Rbot Computer Virus

Win32.Rbot is an IRC controlled backdoor or "bot" that can be used to gain unauthorized access to a victim´s machine. It also exhibit worm-like functionality by exploiting weak passwords on administrative shares and by exploiting many different software vulnerabilities, as well as backdoors created by other malware. There are many variants of Rbot, and more are discovered regularly. Rbot is highly configurable, and is being very actively developed, however the core functionality is quite consistent between variants. Most instances of Rbot are compressed and / or encrypted with one or more run-time executable packers.
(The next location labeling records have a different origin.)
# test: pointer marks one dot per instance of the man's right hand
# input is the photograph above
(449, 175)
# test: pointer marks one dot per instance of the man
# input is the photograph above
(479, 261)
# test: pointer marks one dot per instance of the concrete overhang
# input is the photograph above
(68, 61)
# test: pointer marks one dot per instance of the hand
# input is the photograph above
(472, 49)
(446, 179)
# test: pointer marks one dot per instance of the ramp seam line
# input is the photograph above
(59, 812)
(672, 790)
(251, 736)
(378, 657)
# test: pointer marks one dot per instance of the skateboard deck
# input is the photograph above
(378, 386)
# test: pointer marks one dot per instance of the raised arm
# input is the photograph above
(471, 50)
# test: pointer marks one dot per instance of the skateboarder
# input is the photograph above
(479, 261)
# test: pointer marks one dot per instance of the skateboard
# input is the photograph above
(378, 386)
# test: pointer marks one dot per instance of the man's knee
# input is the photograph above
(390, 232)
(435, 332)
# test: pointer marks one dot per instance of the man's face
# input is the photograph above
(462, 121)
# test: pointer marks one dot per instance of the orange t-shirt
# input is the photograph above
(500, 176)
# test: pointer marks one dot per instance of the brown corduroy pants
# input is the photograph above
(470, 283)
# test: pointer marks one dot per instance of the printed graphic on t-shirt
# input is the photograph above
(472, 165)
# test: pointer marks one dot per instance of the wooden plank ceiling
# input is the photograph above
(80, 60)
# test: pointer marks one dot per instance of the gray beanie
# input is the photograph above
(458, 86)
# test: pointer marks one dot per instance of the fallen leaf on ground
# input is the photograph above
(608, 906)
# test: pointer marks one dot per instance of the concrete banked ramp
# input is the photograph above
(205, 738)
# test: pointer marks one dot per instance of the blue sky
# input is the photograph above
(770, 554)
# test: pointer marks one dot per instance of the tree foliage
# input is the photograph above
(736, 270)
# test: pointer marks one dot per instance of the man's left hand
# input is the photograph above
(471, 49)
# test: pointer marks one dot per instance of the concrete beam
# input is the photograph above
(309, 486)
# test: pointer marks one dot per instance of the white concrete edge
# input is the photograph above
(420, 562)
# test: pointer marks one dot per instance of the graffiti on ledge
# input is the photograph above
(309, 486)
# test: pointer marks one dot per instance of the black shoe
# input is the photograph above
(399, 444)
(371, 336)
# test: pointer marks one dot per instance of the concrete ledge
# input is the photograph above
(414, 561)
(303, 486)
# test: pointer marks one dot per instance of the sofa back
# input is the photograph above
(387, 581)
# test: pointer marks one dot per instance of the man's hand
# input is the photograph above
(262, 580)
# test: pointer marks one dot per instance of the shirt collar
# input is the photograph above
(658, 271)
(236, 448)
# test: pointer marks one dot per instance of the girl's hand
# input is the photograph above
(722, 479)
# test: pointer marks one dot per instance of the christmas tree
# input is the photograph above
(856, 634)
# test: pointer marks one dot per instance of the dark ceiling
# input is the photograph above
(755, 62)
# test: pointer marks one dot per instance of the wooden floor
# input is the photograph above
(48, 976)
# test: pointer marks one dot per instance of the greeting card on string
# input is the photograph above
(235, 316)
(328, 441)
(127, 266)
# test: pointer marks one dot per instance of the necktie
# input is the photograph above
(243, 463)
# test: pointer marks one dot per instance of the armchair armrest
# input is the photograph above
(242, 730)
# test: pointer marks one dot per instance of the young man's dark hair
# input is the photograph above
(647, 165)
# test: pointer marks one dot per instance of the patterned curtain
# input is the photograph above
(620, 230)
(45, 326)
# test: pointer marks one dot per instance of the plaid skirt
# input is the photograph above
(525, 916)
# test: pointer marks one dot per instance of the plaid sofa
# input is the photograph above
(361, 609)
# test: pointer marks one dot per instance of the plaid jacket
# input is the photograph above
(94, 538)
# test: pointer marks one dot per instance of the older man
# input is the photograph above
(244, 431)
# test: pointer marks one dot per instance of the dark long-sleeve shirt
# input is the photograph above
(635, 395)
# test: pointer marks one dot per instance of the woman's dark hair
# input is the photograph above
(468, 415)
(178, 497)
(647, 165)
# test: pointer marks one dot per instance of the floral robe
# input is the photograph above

When Rbot first run, it will copy itself into the %System% directory. The file name is configured seperately for each variant, but a common example is "wuamgrd.exe". The worm may also be configured to use a different, randomly generated file name each time it installs itself. It sets the read only, hidden and system attributes for the file in the %System% directory, and sets its date/time to match that of the system file "explorer.exe".

The worm most commonly adds entries to the following registry keys so that it is automatically run each time Windows starts:

• HKLM\Software\Microsoft\Windows\CurrentVersion\Run
• HKCU\Software\Microsoft\Windows\CurrentVersion\Run
• HKLM\Software\Microsoft\Windows\CurrentVersion\RunServices
• HKLM\Software\Microsoft\Windows\CurrentVersion\Run\Microsoft Update Machine = "wuamgrd.exe"

Rbot will usually create a mutex to ensure only one copy runs at a time. The mutex name changes from one variant to the next. One observed example is "rxlsass01b".